1) Choose the objective first¶
- Reliability / compliance → lower temperature, structured outputs, short max_tokens
- Ideation / exploration → higher temperature and/or modest presence_penalty
- Cost control → strict max_tokens, cached prompts where supported
2) Prefer structure over “prompt yelling”¶
Structured outputs (response_format: json_schema) reduce parsing errors and produce predictable payloads for downstream workflows.
3) Manage variance explicitly¶
- Use
seedto measure output variance in staging. - Establish acceptable variance thresholds (e.g., label stability > 99%).
4) Decide who owns the defaults¶
- Central platform team owns default presets.

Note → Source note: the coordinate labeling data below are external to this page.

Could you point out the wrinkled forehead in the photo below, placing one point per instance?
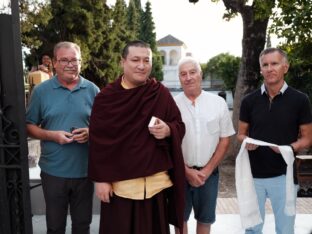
(135, 51)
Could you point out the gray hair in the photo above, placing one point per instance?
(189, 59)
(66, 44)
(272, 50)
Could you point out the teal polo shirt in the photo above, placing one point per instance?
(55, 107)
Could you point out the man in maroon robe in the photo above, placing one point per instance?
(136, 160)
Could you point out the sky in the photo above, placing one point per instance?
(200, 26)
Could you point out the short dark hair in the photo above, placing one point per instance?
(135, 43)
(272, 50)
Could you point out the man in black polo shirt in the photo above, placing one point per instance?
(279, 114)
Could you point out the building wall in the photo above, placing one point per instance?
(171, 56)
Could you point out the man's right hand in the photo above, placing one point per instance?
(194, 177)
(104, 191)
(62, 137)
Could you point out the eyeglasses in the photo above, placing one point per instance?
(65, 62)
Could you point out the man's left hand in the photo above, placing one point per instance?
(81, 135)
(160, 130)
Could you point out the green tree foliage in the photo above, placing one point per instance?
(147, 34)
(293, 24)
(223, 66)
(134, 18)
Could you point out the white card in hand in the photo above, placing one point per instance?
(152, 122)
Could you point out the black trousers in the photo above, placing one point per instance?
(63, 193)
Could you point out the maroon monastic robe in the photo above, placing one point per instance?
(121, 146)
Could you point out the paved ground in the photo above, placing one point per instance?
(228, 221)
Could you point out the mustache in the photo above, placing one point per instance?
(70, 69)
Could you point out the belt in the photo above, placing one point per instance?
(215, 171)
(196, 168)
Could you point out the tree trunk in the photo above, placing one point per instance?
(254, 35)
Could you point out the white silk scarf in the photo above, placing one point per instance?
(245, 189)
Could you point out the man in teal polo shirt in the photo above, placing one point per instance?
(58, 114)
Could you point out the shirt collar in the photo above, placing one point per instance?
(56, 84)
(283, 89)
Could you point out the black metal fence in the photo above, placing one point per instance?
(15, 208)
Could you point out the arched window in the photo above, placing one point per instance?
(173, 57)
(163, 56)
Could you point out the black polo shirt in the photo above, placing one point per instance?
(276, 121)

- Product teams own deviations (with an experiment log).
5) Watch for drift¶
Backend/model updates can change behavior. Maintain a regression suite for:
- top prompts per use case
- refusal criteria
- JSON validity
6) Recommended defaults (starting point)¶
These are safe initial defaults you can adapt:
- Summarization: temp 0.2, schema output, max_tokens bounded
- RAG Q&A: temp 0.0–0.2, schema with citations
- Classification: temp 0, enum schema
- Code: temp 0.2, bounded max_tokens, CI tests
Pair these with a measurable evaluation plan.